In 1976, the group came to the attention of Juana Records, run by Frederick Knight, also from Birmingham. Recording at the Malaco Studios in Jackson, Mississippi, their first single on Juana charted, but it was their second release, "Somebody's Gotta Win, Somebody's Gotta Lose", that established them. The song, a ballad lasting over eight minutes on the album, climbed to number 8 on US Billboard R&B chart, and number 3 on the Cash Box soul chart in 1977, (#103 BB Pop chart). The group's on-stage performances also helped them to open for Ray Charles, Nancy Wilson, B.B. King and the Temptations.

A follow-up ballad, "Heaven Is Only a Step Away" climbed to number 37 R&B, but despite the release of two more albums on Juana, the group failed to find another major single success.

In 1983, the group signed with the late Jimmy Bee, a San Francisco-based manager, and got a recording contract with MCA Records. Their first release on the label, "Crushed" (which featured Stevie Wonder on harmonica) returned them to the charts, reaching number 30 R&B, in 1984 and two years later, "Stay" climbed to number 12. Their cover version of the Marvin Gaye song, "Distant Lover" also proved popular. These hits led to a series of appearances on Soul Train and performances at the Radio City Music Hall and Carnegie Hall. During this time, the group also performed on MTV, BET's Video Soul and on HBO.

Under the guidance of Bee, the Controllers made a move to Capitol Records in 1989 for the album Just in Time, which was co-produced by Donnell Spencer, Jr., Sam Sims, Ollie E. Brown and Vassal Benford. It failed to produce any top 40 hits but rekindled their popularity among the group's loyal following. However, two songs from the album did chart. The Donnell Spencer composition, "Temporary Lovers" got to no. 43 on the Billboard R&B chart and another song "Just in Time" which was co-composed by Spencer and Sims got to no. 87.

After a break from touring and recording, the four returned in the late 1990s, and joined Malaco Records for their self-produced album, Clear View, which contained a cover of Stevie Wonder's "Superstition", and a revised "Somebody's Gotta Win".

Lenard Brown and Reginald McArthur were co-hosts of a syndicated talk show in the Southeastern United States, Inside the Juke Joint, where artists, songwriters, arrangers and musicians talk about their careers and lives.

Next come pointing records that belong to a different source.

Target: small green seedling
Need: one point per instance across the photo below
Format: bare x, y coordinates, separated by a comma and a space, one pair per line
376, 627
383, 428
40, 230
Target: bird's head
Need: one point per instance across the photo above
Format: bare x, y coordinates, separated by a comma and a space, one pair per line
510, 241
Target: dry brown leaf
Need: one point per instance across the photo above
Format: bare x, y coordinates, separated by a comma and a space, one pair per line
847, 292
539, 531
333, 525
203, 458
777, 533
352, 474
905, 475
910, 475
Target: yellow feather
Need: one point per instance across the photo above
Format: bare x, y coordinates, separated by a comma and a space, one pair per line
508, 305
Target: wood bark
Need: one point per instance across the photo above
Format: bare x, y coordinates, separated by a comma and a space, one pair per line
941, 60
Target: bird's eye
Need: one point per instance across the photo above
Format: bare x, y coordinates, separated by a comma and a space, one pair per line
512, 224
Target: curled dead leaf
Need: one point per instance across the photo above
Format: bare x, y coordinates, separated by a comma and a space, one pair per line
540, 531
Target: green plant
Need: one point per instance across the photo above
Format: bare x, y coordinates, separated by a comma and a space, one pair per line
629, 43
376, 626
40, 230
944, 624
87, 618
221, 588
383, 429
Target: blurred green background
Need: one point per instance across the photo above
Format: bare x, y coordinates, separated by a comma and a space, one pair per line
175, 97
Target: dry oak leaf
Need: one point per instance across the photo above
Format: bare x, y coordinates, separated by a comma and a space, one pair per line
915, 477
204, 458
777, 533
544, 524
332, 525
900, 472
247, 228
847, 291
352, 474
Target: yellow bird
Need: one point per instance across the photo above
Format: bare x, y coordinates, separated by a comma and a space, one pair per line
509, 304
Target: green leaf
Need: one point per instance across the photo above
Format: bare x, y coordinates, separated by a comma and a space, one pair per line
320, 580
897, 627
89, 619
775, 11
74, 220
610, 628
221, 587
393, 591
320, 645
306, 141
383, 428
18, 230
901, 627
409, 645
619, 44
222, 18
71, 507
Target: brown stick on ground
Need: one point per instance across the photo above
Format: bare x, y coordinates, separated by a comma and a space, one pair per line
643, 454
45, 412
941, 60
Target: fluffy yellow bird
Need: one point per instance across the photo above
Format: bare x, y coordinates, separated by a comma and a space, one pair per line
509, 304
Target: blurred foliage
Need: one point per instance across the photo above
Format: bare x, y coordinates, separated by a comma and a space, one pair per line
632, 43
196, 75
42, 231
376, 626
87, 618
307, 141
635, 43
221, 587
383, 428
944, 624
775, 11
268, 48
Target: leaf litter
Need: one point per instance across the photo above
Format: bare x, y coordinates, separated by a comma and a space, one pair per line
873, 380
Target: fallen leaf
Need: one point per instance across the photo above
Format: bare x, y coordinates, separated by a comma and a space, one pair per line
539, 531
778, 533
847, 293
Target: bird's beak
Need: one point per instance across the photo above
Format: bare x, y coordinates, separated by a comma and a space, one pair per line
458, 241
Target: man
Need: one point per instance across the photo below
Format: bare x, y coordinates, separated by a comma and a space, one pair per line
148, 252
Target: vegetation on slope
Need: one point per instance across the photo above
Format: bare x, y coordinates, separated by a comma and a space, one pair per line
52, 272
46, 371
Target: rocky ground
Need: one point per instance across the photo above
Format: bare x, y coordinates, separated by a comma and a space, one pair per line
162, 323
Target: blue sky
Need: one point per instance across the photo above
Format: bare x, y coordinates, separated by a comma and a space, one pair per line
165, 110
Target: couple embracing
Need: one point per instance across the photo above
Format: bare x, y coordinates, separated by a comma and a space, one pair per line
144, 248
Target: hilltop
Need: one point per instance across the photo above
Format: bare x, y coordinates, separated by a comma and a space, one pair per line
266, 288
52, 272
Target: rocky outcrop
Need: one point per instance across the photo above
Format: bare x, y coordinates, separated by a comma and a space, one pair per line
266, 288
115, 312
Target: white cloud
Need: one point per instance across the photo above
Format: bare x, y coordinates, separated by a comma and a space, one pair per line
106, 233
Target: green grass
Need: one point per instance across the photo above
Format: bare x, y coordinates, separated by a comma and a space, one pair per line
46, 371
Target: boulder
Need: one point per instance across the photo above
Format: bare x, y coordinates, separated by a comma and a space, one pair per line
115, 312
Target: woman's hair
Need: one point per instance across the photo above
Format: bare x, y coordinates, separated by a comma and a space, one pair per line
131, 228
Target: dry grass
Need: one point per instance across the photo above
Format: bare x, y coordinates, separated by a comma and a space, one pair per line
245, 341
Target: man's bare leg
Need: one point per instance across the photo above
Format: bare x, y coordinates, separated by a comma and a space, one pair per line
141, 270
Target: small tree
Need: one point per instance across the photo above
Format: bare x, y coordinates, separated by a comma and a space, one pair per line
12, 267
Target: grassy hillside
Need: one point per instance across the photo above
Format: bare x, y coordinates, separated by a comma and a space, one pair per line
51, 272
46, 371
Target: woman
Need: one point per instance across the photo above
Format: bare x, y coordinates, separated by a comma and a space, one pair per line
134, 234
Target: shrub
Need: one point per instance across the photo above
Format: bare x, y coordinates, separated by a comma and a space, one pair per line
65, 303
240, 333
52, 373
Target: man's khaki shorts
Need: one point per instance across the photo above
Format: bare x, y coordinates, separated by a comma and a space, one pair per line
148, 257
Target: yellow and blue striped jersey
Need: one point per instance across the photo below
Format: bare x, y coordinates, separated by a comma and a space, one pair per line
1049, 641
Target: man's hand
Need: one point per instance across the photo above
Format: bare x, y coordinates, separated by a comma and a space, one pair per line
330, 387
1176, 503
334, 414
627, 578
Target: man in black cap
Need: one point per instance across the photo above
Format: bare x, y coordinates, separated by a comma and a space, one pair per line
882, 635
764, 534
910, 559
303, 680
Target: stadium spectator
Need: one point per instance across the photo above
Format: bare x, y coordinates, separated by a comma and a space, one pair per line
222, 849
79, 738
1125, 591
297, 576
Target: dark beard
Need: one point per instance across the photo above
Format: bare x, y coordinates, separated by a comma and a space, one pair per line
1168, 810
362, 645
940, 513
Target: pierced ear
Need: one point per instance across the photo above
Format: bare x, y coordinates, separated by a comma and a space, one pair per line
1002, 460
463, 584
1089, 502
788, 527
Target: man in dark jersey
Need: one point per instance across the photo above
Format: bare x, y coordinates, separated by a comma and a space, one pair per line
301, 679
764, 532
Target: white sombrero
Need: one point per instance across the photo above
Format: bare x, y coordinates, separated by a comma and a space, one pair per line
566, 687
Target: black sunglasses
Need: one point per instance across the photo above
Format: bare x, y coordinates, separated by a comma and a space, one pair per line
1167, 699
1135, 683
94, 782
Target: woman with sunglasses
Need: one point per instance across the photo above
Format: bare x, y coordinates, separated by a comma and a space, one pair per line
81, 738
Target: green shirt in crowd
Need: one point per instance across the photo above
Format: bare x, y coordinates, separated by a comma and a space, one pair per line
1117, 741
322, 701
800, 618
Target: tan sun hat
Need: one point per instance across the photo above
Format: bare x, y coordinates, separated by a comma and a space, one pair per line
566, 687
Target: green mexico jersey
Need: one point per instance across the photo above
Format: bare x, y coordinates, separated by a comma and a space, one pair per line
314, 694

Reginald McArthur (born Reginald Duwayne McArthur on September 25, 1954) died on April 19, 2018, at age 63.

==Discography==
===Albums===

| Year | Title | US R&B |
| 1977 | In Control | — |
| 1978 | Fill Your Life with Love | — |
| 1979 | Next in Line | 47 |
| 1984 | The Controllers | 47 |
| 1986 | Stay | 25 |
| 1987 | For the Love of My Woman | 72 |
| 1989 | Just in Time | — |
| 1997 | Clear View | — |
"—" denotes releases that did not chart.

===Singles===

| Year | Title | Peak chart positions |  |  |
| US Dance | US R&B | UK |
| 1976 | "The People Want Music" | — | 82 | — |
| "This Train" | — | — | ― |
| 1977 | "Somebody's Gotta Win, Somebody's Gotta Lose" | — | 8 | — |
| 1978 | "Heaven Is Only One Step Away" | ― | 37 | ― |
| "If Somebody Cares" | — | 65 | — |
| 1979 | "I Can't Turn the Boogie Loose" | 42 | 90 | — |
| 1980 | "Let Me Entertain You" | 84 | — | — |
| "We Don't" | ― | 43 | ― |
| 1981 | "I Gambled on Your Love and Lost" | ― | ― | — |
| "My Love Is Real" | ― | 76 | ― |
| 1984 | "Crushed" | ― | 30 | ― |
| 1986 | "Distant Lover" | ― | 34 | ― |
| "Stay" | ― | 12 | 77 |
| "Break Out the Love" | ― | — | ― |
| 1987 | "Sleeping Alone" | ― | 24 | ― |
| 1988 | "Play Time" | ― | 69 | ― |
| 1989 | "Temporary Lovers" | ― | 43 | ― |
| "I Wanna Be with U (Right Now)" | ― | — | ― |
| "Just in Time" | ― | 87 | ― |
"—" denotes releases that did not chart or were not released in that territory.